"Rush" revolves around the concierge medicine practice of its less-than-perfect protagonist William Rush, and this plotline and the lead character's sense of entitlement have prompted many to draw comparisons with "Royal Pains" and "House."
But "Rush" is not a copy of these medical dramas as the protagonist is on a very different personal journey from that of Hank Lawson of "Royal Pains," and the pill-popping narcissist character portrayed by actor Hugh Laurie in "House."
In the series' pilot, which will premiere at 11 p.m. on Movies Now, viewers will see Rush as one of the most sought-after go-to doctor for L.A's rich and the famous. Rush is not attached to any hospital, instead, he makes house visits to his wealthy and private clients, and tends to their medical emergencies discreetly.
Right at the beginning of the episode, viewers will see that Rush is someone who can fix any sort of an emergency -- reviving an upcoming actress from a drug induced heart attack, wiping away signs of domestic abuse that an athlete's girlfriend has to endure or a broken penis. And, all that his clients have to do to buy his silence is pay his insanely high fee, which should be paid up front before the treatment.
But he is not just someone who uses his high-flying lifestyle to attract girls, or do as he pleases.
Rush is, essentially, troubled, and his flashy car and carefree attitude hides a complex character. Going in to the series, viewers will see him struggling with right and wrong, and despite his best judgment, Rush will be forced to take certain decisions that might come back to haunt him later.

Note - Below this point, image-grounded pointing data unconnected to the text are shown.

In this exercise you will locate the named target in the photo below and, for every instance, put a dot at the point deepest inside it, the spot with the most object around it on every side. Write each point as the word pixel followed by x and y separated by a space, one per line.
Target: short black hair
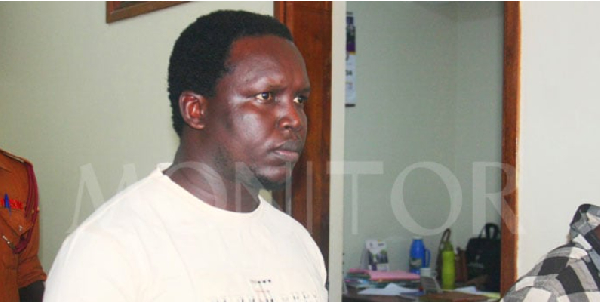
pixel 199 55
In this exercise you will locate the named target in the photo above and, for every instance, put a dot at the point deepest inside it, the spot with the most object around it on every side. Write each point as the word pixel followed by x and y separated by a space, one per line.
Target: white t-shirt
pixel 157 242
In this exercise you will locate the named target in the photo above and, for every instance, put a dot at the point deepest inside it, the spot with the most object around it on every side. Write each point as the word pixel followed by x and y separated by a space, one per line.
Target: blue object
pixel 7 203
pixel 419 256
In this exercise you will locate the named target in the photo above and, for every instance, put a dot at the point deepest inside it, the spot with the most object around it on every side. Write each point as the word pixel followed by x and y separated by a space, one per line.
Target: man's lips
pixel 289 151
pixel 288 156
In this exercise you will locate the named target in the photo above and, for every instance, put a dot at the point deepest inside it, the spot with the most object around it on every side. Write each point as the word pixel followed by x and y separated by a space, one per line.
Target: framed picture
pixel 119 10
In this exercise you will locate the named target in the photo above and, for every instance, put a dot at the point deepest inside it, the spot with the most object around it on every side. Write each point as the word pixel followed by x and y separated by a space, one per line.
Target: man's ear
pixel 193 109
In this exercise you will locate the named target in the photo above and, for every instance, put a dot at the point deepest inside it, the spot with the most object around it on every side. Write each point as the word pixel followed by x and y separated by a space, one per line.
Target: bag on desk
pixel 483 257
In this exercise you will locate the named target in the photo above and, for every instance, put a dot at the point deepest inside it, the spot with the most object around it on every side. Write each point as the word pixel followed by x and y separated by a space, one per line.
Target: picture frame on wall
pixel 119 10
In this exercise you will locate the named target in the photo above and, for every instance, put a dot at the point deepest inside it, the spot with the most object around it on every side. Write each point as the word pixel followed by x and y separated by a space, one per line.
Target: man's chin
pixel 272 185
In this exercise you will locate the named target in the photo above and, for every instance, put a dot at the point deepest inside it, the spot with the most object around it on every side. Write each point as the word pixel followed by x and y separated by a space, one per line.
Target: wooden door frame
pixel 510 143
pixel 510 137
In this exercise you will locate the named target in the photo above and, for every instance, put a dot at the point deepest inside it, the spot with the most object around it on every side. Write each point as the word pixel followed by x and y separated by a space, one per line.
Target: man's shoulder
pixel 566 272
pixel 121 210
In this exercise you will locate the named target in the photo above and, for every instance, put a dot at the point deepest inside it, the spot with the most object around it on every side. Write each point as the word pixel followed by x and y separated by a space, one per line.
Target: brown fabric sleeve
pixel 30 268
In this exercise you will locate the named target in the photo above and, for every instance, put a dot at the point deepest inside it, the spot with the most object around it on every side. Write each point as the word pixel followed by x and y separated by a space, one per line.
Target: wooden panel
pixel 510 143
pixel 310 24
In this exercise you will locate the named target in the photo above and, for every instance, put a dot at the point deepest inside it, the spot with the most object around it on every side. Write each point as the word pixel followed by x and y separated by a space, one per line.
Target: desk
pixel 353 297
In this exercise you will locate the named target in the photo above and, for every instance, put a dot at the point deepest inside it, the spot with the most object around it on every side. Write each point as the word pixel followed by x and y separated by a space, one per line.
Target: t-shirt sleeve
pixel 91 266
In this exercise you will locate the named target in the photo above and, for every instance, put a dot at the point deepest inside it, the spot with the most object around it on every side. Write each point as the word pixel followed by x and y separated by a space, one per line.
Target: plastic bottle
pixel 448 266
pixel 418 257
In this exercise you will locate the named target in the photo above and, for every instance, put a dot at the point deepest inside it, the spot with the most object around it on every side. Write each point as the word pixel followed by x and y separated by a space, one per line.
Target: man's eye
pixel 265 96
pixel 301 99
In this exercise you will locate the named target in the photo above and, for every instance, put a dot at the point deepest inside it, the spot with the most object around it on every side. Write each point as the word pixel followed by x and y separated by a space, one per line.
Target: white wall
pixel 429 78
pixel 559 142
pixel 77 93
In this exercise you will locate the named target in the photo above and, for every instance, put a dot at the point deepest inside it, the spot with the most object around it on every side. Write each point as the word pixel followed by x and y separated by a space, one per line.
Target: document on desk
pixel 391 289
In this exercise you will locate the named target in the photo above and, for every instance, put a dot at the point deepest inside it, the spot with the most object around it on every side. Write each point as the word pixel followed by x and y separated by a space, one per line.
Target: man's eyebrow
pixel 305 90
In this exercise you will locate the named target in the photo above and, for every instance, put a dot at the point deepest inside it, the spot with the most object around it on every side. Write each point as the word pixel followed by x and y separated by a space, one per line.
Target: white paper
pixel 391 289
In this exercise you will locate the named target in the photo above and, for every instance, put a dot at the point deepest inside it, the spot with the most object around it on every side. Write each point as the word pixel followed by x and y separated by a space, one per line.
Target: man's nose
pixel 293 116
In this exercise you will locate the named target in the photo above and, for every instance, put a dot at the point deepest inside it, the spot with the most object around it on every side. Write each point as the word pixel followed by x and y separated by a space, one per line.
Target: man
pixel 21 274
pixel 570 272
pixel 196 230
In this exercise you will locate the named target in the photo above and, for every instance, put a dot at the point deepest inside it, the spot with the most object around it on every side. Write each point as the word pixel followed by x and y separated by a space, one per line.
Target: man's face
pixel 257 114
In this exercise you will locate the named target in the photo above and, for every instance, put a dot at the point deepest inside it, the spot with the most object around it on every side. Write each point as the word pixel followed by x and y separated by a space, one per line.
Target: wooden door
pixel 307 199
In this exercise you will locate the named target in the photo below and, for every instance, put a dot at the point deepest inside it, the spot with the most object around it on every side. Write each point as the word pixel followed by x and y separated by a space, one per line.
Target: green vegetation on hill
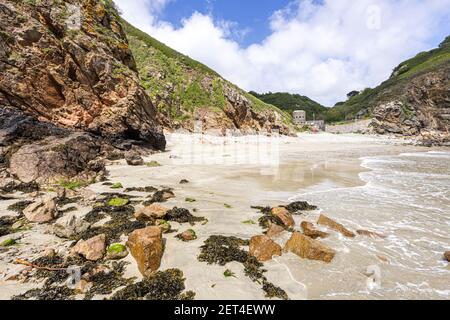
pixel 290 102
pixel 360 105
pixel 179 85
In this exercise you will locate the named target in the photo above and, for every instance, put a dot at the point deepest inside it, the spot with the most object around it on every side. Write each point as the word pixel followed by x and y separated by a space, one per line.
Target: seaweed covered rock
pixel 297 206
pixel 41 211
pixel 153 211
pixel 327 222
pixel 308 248
pixel 162 285
pixel 92 249
pixel 284 215
pixel 263 248
pixel 146 246
pixel 310 231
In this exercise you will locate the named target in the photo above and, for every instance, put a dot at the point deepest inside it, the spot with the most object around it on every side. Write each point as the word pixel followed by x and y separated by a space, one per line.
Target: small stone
pixel 284 215
pixel 370 234
pixel 274 230
pixel 327 222
pixel 41 211
pixel 146 246
pixel 310 231
pixel 188 235
pixel 263 248
pixel 92 249
pixel 116 251
pixel 308 248
pixel 153 211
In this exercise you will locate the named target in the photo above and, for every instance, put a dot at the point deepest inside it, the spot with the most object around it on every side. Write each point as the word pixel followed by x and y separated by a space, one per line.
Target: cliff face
pixel 68 63
pixel 188 93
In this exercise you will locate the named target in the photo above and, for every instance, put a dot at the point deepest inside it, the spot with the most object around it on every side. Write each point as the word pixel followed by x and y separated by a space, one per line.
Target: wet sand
pixel 225 184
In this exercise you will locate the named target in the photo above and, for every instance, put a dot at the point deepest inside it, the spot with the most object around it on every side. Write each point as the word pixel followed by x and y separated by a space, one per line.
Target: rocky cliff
pixel 189 94
pixel 69 89
pixel 413 102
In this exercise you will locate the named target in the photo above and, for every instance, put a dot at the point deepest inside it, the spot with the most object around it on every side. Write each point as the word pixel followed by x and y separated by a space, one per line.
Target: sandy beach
pixel 228 175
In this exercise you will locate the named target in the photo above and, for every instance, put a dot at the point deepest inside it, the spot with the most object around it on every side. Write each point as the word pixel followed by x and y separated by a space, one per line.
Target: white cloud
pixel 319 50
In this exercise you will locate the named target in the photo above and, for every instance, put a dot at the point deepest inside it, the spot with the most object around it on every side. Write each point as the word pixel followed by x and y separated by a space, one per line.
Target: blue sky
pixel 251 16
pixel 319 48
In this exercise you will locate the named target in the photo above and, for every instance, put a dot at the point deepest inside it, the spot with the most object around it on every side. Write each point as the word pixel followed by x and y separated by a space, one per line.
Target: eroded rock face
pixel 81 77
pixel 146 247
pixel 263 248
pixel 327 222
pixel 92 249
pixel 310 231
pixel 41 211
pixel 284 215
pixel 308 248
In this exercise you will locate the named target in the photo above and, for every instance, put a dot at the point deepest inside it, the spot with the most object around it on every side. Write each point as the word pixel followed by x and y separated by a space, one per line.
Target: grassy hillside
pixel 360 105
pixel 179 85
pixel 290 102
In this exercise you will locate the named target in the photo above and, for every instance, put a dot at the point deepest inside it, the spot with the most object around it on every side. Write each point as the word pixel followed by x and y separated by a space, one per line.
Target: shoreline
pixel 223 194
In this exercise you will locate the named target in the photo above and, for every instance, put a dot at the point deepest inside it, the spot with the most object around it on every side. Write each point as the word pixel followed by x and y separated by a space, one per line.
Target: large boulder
pixel 327 222
pixel 41 211
pixel 284 215
pixel 308 248
pixel 263 248
pixel 146 246
pixel 92 249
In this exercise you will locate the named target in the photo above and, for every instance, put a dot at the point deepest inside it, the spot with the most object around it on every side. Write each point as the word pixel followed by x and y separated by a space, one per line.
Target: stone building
pixel 299 117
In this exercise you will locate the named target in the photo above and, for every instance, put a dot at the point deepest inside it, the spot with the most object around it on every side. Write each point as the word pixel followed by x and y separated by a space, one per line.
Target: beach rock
pixel 263 248
pixel 188 235
pixel 146 246
pixel 310 231
pixel 153 211
pixel 284 215
pixel 69 226
pixel 92 249
pixel 116 251
pixel 308 248
pixel 447 256
pixel 297 206
pixel 41 211
pixel 134 160
pixel 274 230
pixel 327 222
pixel 370 234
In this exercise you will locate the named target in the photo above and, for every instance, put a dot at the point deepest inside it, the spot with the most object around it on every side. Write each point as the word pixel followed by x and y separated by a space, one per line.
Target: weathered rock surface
pixel 92 249
pixel 447 256
pixel 327 222
pixel 153 211
pixel 81 77
pixel 146 246
pixel 310 231
pixel 308 248
pixel 284 215
pixel 263 248
pixel 69 225
pixel 41 211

Meanwhile, there are plenty of reasons why it's a sure thing that viewers will be hooked on to the show. And the primary reason is Rush himself. The character is played by Tom Ellis, who is convincing as a troubled, yet charming and fun-loving doctor who can party as hard as the next person.
"Rush" also gives viewers an insight into what's actually happening behind the closed doors of the elite.
Sarah Habel plays Eve, Rush's loyal assistant, and Odette Annabelle essays the role of Sarah, Rush's former girlfriend.
"Rush" is a 10-episode series, and it airs every Thursday at 11 p.m. on Movies Now.